Word embedding is a representation of a word, usually with a vector of values.
The simplest way to represent words is by using one-hot encoding - i-th word in the vocabulary will have a vector with 1 in i-th position and 0 in all the others. But this isn't efficient: such vectors are too sparse, too long and provide too little information.
Slightly better approaches are count-based encoding and [[Term Frequency-Inverse Document Frequency|TF-IDF]].
The first paper suggesting using embeddings was [A Neural Probabilistic Language Model](https://www.jmlr.org/papers/volume3/bengio03a/bengio03a.pdf) (2003) - they authors trained a basic language model to learn a distributed representation for words. Another early paper was [A unified architecture for natural language processing: deep neural networks with multitask learning](https://dl.acm.org/doi/10.1145/1390156.1390177) (2008), where the words were "embedded into a d-dimensional space using a lookup table" - basically, a first modern mention of word embeddings.
But the [[Word2Vec]] paper [Efficient Estimation of Word Representations in Vector Space](https://arxiv.org/abs/1301.3781) was the start of the wide-spread use of word embeddings.
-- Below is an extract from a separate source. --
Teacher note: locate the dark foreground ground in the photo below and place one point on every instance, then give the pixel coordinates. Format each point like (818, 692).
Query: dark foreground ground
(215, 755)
Word2Vec provided an efficient way to train shallow neural networks on large corpora to produce high-dimensional vectors, such that words appearing in similar contexts have similar vectors.
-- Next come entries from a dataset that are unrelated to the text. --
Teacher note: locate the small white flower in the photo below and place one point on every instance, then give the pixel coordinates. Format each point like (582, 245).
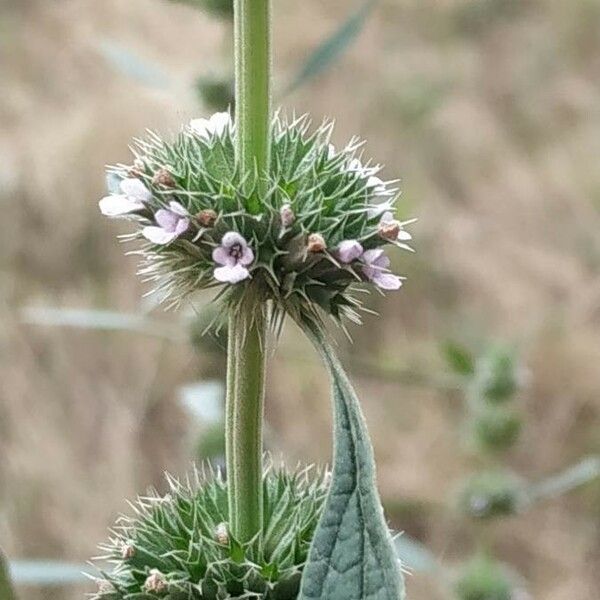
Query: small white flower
(235, 255)
(349, 250)
(376, 184)
(155, 582)
(133, 197)
(214, 125)
(393, 229)
(375, 210)
(172, 222)
(376, 269)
[[GloVe]] [GloVe: Global Vectors for Word Representation](https://nlp.stanford.edu/pubs/glove.pdf) used global word co-occurrence statistics to produce embeddings, using a different approach (leveraging matrix factorization and corpus-wide statistics)
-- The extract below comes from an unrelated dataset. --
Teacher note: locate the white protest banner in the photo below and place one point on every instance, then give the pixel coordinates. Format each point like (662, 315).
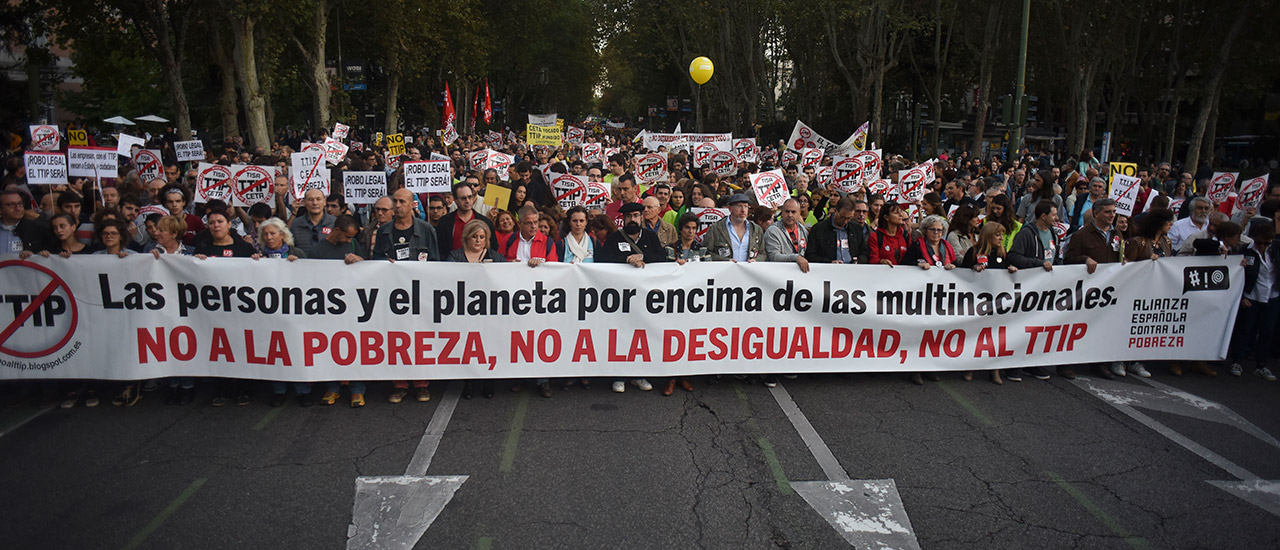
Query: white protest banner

[[fastText]] [Enriching Word Vectors with Subword Information](https://arxiv.org/abs/1607.04606) extended Word2Vec by representing each word as a bag of character n-grams, enabling the model to generate vectors for rare or misspelled words by composing subword information
Later, [[BERT]]-like models started being used for word embeddings. [[ELMo]] produces contextual embeddings.